The Quarkus team released version 2.13.0, a new release that integrates RESTEasy APIs with an integrated control against CSRF attacks, making web applications more resilient against certain types of fraud.
CSRF stands for Cross Site Request Forgery, an attack that can cause an authenticated user to submit requests into one web application while using other tabs or windows within the same browser. Oliver Moradov from BrightSec explains how CSRF attacks work using three simple examples. Attackers decide which web application they want to target, and craft custom GET requests that exchange parameters to actions within the web app using a zero-sized non-displaying image. For POST requests, the hosting web page can leverage JavaScript to create or submit forms to the web application, using a known action and parameters with the harmful form element. When performed, users who are not logged in to the target application will have their CSRF attacks silently fail while users who are logged in will perform the attacker’s custom action via their credentials.

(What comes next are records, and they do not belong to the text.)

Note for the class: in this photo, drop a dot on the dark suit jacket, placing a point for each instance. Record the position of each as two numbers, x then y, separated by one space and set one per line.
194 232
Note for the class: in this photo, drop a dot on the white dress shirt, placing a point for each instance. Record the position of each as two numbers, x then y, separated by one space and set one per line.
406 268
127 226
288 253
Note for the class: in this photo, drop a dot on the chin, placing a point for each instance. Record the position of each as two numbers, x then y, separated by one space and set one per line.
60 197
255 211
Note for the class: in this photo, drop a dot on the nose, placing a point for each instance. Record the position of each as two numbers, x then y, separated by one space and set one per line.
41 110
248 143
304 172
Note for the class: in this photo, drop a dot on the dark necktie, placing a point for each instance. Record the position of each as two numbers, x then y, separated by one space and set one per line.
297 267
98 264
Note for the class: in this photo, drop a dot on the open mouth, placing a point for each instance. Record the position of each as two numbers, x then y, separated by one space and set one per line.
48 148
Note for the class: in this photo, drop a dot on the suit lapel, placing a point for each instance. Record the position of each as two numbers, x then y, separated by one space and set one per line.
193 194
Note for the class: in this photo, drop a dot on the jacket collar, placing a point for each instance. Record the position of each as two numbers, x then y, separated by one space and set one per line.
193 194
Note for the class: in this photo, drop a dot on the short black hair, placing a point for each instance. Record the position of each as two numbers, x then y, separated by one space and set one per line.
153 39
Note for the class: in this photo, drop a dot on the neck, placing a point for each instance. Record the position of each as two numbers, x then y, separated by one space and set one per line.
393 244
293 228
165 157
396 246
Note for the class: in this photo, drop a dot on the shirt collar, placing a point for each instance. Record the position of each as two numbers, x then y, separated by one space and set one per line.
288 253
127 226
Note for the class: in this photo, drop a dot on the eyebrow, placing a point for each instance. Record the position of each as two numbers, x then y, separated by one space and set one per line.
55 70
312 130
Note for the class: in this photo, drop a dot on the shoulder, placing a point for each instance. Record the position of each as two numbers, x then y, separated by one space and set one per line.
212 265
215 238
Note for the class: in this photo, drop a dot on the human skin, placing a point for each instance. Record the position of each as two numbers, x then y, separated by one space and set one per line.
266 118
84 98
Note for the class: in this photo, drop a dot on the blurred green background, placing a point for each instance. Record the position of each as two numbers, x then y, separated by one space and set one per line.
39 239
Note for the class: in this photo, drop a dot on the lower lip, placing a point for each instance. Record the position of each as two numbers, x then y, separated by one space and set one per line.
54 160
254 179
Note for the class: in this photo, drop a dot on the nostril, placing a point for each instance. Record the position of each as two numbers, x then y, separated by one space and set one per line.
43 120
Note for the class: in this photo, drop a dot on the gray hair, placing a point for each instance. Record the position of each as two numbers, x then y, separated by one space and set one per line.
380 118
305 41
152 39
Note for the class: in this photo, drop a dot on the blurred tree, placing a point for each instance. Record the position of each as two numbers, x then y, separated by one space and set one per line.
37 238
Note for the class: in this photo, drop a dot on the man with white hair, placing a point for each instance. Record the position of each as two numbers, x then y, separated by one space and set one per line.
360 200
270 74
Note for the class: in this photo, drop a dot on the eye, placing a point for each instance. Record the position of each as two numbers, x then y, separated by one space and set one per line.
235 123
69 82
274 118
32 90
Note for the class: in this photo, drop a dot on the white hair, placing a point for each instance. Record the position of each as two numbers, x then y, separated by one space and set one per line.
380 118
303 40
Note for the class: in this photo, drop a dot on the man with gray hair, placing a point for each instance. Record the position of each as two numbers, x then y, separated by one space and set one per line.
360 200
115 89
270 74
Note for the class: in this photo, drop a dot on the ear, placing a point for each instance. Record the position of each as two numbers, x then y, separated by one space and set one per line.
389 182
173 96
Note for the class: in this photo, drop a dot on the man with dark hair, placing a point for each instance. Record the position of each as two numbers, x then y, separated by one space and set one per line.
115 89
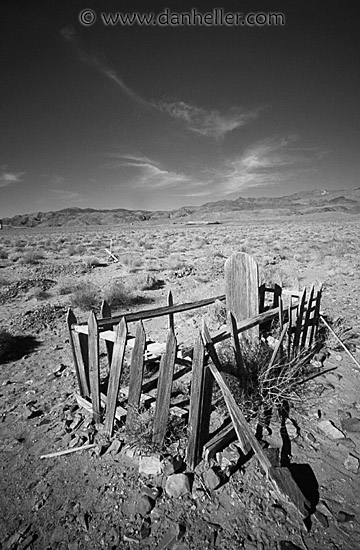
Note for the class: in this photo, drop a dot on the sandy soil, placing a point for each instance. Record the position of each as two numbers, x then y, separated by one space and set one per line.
95 499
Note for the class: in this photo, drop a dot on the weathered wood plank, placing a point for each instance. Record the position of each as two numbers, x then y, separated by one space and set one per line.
94 366
136 374
81 370
218 441
299 324
166 371
105 312
214 357
197 389
307 318
159 312
242 289
237 350
115 375
170 301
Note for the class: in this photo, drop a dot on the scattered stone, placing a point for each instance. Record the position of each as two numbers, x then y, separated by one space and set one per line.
351 425
144 505
172 465
151 492
330 429
177 485
351 463
344 517
150 465
173 535
114 447
211 479
288 545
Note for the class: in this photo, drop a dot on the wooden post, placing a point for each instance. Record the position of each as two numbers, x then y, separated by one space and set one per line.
200 405
105 312
298 324
242 289
115 374
214 358
165 380
309 310
94 365
81 370
170 302
136 374
242 374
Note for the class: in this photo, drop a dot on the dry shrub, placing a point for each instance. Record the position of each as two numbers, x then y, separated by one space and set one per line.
117 294
85 296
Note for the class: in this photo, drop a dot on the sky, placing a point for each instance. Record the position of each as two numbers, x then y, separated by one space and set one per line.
100 115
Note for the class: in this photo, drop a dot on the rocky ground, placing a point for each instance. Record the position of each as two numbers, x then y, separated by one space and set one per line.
115 495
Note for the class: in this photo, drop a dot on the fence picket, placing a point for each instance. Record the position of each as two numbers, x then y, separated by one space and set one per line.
94 365
115 374
136 374
165 380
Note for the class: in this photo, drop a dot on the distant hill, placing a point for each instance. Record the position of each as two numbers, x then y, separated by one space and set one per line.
306 202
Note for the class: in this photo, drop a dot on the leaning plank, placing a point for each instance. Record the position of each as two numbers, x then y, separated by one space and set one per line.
197 389
308 312
242 289
299 324
166 371
170 301
241 426
218 441
105 311
237 350
115 374
136 374
94 365
80 368
281 478
159 312
214 357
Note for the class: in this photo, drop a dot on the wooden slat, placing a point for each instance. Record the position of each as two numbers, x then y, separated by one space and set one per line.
281 478
307 318
316 316
159 312
115 375
170 301
94 366
105 312
299 324
237 350
136 374
166 371
218 441
214 357
196 396
242 289
80 366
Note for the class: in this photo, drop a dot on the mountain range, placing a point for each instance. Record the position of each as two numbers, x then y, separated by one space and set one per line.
317 202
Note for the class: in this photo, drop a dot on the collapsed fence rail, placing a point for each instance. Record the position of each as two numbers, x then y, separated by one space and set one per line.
298 322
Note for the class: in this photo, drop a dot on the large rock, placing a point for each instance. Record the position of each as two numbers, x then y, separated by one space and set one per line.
177 485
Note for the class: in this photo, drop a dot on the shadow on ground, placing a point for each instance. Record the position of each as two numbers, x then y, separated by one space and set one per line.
13 348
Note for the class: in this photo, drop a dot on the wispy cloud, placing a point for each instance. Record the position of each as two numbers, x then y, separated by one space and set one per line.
209 123
147 174
9 178
95 61
270 162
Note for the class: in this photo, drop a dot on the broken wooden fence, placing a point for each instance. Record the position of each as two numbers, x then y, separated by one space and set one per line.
297 321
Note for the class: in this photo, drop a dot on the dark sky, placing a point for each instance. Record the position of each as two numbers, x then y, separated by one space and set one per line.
162 116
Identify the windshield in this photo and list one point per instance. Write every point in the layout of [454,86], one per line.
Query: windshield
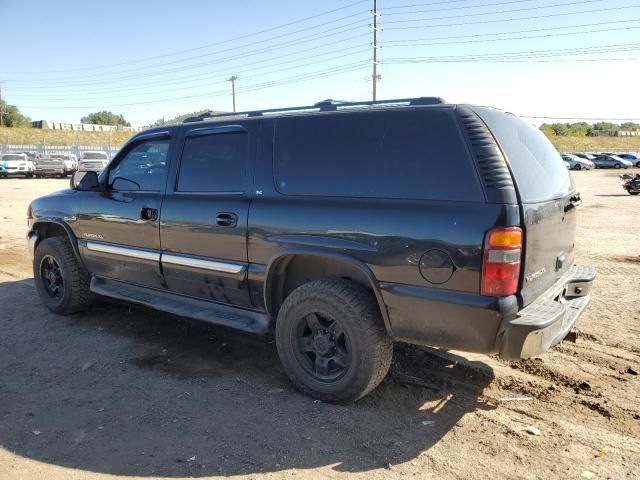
[94,156]
[10,157]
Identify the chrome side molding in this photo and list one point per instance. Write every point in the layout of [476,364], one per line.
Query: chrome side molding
[213,265]
[165,258]
[123,251]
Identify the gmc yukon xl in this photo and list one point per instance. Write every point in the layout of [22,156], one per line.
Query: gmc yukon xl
[342,227]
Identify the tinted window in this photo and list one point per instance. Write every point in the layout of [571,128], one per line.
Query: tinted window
[214,163]
[416,153]
[537,167]
[142,168]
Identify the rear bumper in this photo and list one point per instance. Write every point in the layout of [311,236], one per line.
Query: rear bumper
[545,322]
[476,323]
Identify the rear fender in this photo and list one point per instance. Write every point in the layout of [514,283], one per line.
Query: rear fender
[278,264]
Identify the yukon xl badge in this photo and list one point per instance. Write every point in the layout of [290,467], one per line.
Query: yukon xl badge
[95,236]
[532,276]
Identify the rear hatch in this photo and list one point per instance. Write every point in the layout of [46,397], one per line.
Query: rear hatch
[547,197]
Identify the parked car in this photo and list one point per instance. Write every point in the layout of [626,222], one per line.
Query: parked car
[588,156]
[94,161]
[631,157]
[577,163]
[18,164]
[49,167]
[342,227]
[70,162]
[611,161]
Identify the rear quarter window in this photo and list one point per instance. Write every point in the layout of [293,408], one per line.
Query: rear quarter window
[410,154]
[537,167]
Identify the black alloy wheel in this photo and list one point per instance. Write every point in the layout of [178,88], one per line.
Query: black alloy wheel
[51,275]
[323,347]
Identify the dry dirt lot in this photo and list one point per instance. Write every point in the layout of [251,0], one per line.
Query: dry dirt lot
[125,392]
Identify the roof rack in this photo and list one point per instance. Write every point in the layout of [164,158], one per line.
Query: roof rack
[323,106]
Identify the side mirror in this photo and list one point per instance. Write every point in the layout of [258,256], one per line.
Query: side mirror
[84,181]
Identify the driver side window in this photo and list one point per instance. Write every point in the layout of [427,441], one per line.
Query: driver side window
[143,168]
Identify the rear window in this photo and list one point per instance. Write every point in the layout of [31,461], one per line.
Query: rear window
[411,154]
[536,165]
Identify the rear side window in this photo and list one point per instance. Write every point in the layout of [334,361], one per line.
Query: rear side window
[537,167]
[411,154]
[214,163]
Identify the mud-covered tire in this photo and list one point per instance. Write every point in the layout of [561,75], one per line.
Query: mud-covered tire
[355,312]
[75,295]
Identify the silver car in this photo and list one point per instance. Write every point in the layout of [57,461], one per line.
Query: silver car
[577,163]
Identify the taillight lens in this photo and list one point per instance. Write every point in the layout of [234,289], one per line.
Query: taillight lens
[501,261]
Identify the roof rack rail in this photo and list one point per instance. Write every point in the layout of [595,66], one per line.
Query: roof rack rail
[322,106]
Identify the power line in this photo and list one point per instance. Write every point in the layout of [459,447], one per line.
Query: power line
[513,10]
[499,20]
[206,77]
[292,42]
[270,29]
[458,8]
[562,34]
[308,76]
[563,27]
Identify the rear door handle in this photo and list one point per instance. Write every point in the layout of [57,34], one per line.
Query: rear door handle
[148,213]
[227,219]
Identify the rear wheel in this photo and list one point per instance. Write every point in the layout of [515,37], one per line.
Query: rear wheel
[332,341]
[61,281]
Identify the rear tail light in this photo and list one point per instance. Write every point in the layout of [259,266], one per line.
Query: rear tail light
[501,261]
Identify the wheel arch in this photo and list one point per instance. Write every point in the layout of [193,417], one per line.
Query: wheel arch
[288,270]
[52,227]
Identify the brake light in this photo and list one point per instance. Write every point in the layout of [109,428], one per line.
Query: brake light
[501,261]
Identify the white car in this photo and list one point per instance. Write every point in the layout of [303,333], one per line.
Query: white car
[577,163]
[95,160]
[70,161]
[17,164]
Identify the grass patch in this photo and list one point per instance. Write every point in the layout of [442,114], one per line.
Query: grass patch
[596,144]
[36,136]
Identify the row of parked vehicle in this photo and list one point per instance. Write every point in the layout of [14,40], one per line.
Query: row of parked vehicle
[587,161]
[31,164]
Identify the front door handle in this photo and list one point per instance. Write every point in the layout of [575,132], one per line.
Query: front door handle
[148,213]
[227,219]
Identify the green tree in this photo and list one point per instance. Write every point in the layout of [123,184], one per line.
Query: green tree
[580,129]
[560,129]
[11,116]
[547,130]
[105,118]
[605,127]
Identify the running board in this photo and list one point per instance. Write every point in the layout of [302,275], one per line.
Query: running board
[184,306]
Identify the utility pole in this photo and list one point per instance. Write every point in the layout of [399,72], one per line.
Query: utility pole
[233,79]
[375,77]
[1,107]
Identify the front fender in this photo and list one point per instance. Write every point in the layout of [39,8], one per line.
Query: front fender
[37,233]
[274,264]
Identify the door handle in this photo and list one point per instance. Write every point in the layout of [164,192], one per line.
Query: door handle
[227,219]
[148,213]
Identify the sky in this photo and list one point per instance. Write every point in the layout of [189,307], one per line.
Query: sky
[564,59]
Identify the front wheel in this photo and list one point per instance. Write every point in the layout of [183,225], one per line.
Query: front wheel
[332,341]
[61,281]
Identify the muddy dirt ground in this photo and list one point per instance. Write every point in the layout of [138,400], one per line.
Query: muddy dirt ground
[126,392]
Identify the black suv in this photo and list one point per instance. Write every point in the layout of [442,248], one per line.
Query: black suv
[341,226]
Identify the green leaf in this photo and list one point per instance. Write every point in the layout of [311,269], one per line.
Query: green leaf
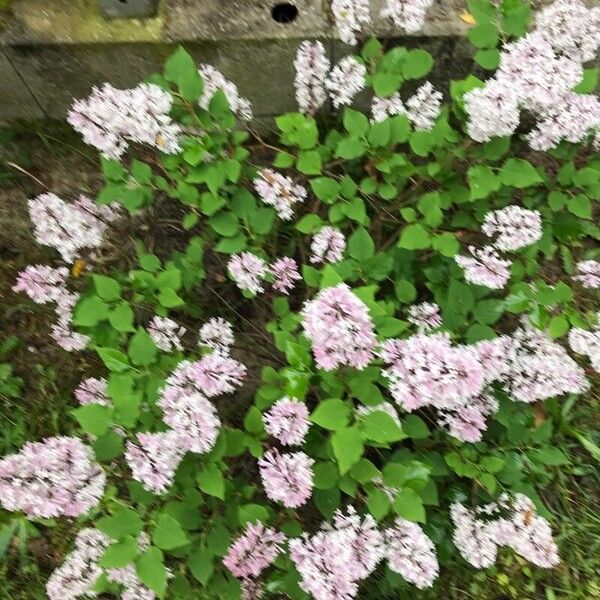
[114,360]
[142,350]
[519,173]
[90,311]
[106,287]
[167,533]
[309,162]
[210,481]
[414,237]
[124,521]
[152,572]
[120,554]
[355,123]
[360,245]
[416,64]
[347,448]
[121,317]
[93,418]
[331,414]
[409,505]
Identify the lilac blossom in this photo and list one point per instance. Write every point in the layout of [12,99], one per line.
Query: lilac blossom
[92,391]
[213,81]
[217,334]
[42,283]
[411,553]
[327,245]
[154,459]
[279,191]
[513,227]
[287,420]
[248,271]
[166,334]
[345,80]
[407,14]
[285,274]
[111,118]
[252,552]
[287,478]
[350,16]
[425,316]
[340,329]
[80,571]
[69,228]
[312,67]
[424,107]
[382,108]
[588,274]
[55,477]
[485,267]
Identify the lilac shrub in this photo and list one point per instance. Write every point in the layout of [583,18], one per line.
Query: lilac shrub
[354,360]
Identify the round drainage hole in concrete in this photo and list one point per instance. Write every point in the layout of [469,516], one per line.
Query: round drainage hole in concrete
[284,12]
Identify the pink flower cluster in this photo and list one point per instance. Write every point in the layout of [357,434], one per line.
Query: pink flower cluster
[514,228]
[214,80]
[427,370]
[287,420]
[537,74]
[110,118]
[508,522]
[193,420]
[287,478]
[69,228]
[279,191]
[166,334]
[340,329]
[55,477]
[327,245]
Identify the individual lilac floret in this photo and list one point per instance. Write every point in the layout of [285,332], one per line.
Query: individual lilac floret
[411,553]
[312,67]
[407,14]
[248,271]
[382,108]
[51,478]
[346,79]
[166,333]
[41,283]
[68,227]
[254,551]
[217,333]
[154,459]
[279,191]
[62,331]
[425,316]
[213,81]
[539,368]
[285,274]
[485,267]
[340,329]
[110,118]
[79,572]
[92,391]
[327,245]
[350,16]
[424,107]
[287,478]
[571,28]
[588,274]
[586,343]
[513,227]
[287,420]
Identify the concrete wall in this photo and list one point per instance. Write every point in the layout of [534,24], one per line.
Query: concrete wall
[54,50]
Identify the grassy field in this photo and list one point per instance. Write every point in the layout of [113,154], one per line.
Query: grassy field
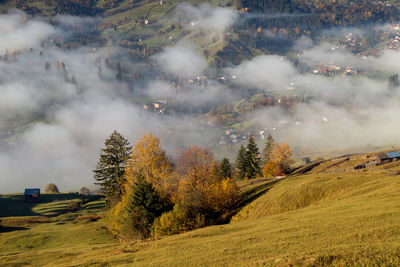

Quarkus' guide explains the feature in a guide for developers to enable CSRF defense. The approach of adding an application-generated token to each request matches best practice defense from OWASP. Quarkus’ automated feature creates a unique token per user that is validated on each incoming request. This token is transparent for the developer, but requires knowledge that cannot be known to any attacker who attempts to attack the web application using CSRF techniques. When present, this defense causes CSRF attacks to fail.
The CSRF defense comes alongside many other security-positive decisions by the Quarkus team that make it possible for developers to produce secure applications without requiring complex security decisions. In December 2021, Quarkus developer Max Rydahl Anderson clarified that Quarkus was unaffected by Log4Shell. By decreasing the scope of external dependencies needed to develop with Quarkus, the framework minimizes the opportunity for CVEs to appear through transitive dependencies. Anderson further clarified that some composition analyzers that attempt to locate Log4J via vile scanning could erroneously categorize Quarkus as vulnerable when it is not. Due to transitive dependencies of some integrations, applications could pull in log4j-core using a version which was allegedly vulnerable. However this was a false positive with many scanners, because the code was never actually invoked.
Another secure-by-default feature of Quarkus comes from its integration with Panache, an overlay for database access via Hibernate ORM. By modeling tables using Java objects with JPA Entity annotations and using an active record pattern rather than queries, Panache minimizes the opportunity for SQL Injection attacks. Unlike applications where SQL or HQL queries are coded, Panache favors an API through inheritance of the PanacheEntity or PanacheRepository classes that cleanly separate code and data for a higher level of security with easier development.
Developers interested in other security defenses and capabilities of the Quarkus framework can consult the dedicated Quarkus Security page. The page goes beyond standard authentication/authorization features of web applications to include development configuration and implementation guidance that can secure applications from many different vectors.